登録日:2026/03/25 Wed 15:43:21
更新日:2026/06/15 Mon 03:20:30
所要時間:約 3 分で読めます





一気通貫(イッキツウカン)とは、

1.麻雀の役の1つ
2.一般用語として用いられる四字熟語

このページではそれぞれ解説する。


1.麻雀用語の「一気通貫」

麻雀における役の1つ。略して「イッツー」とも呼ばれる。

一種類の数牌(萬子、筒子、索子のいずれか)で、「123」「456」「789」の順子をすべて揃えることが成立条件。
他の面子及び雀頭は自由。
役は2翻、鳴いた場合は1翻に食い下がる。

英語名は「Full Straight」。ポーカーの役と発想は似たようなものである。
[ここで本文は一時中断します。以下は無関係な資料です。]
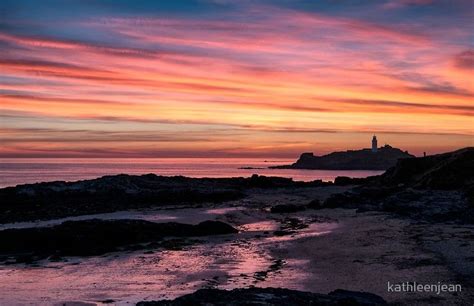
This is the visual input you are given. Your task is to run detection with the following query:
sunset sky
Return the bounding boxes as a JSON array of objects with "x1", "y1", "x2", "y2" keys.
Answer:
[{"x1": 1, "y1": 0, "x2": 473, "y2": 158}]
1から9まで一直線に繋がる見た目の綺麗さと分かりやすい条件が特徴。
しかしその分かりやすさとは裏腹に、狙って成立させるとなると窮屈な面が顕になる。

1. 他家に必要牌を使い切られやすい
麻雀において3や7のいわゆる「尖張牌」は順子のキー牌であり、また赤ありにおいては赤5の周辺である4や6も相手からの需要も高い牌となる。
123や789など端牌中心で作ることも出来る三色同順と比べ、一気通貫においてこれらは必須となるため、他家が抱えて使い切ってしまうケースが多い。
反対に1や9の端牌は序盤から捨てられやすく、これもまた山に残っていないという例も起きやすい。
そのためテンパイに持ち込むまでのスピードが他の役に比べて遅くなる傾向にあり、ようやくテンパイしたと思いきや待ち牌が山に存在しないこともあり得る。

2.待ちの形が悪くなりやすい
これは三色同順も同様だが、例えば12や89といった辺張(ペンチャン)待ち、13や46といった嵌張(カンチャン)待ちがどうしても多発する。

3.鳴いてまで成立させる意味の薄さ
他の多くの2翻役と同様、一気通貫は一度でも鳴くと2翻から1翻へと価値が落ちてしまう。
9枚揃えて成立したとてタンヤオ役牌と同じ1翻になってしまうため、途端に労力に見合わなくなってしまう。

融通が効かない窮屈な役であるのは否めないが、勿論この役にもメリットはある。

それは「高打点になりやすい」こと。
門前で仕上げれば2翻となり、リーチをかければ子5200、親7700以上とそれなりの打点になる。リーチツモであれば子2000・3900、親なら3900オール以上が確定する(切り上げ満貫を採用しているルールでは最低満貫となる)。リーチ平和ツモ一通であれば+1翻で跳満になり、裏ドラがその後押しとなることも珍しくない。
鳴きの場合、タンヤオ以外と複合させづらい三色同順とは違い、14枚中9枚を一種類の数牌で固定させる都合染め手と組み合わせやすいのもメリット。混一色は+役牌や+ドラ1等で3翻になりやすく、清一色は他の役との複合は難しく鳴く場合5翻止まりになってしまうことが多いため、点数アップとなる残り1翻の上乗せを目当てに狙うのも良い。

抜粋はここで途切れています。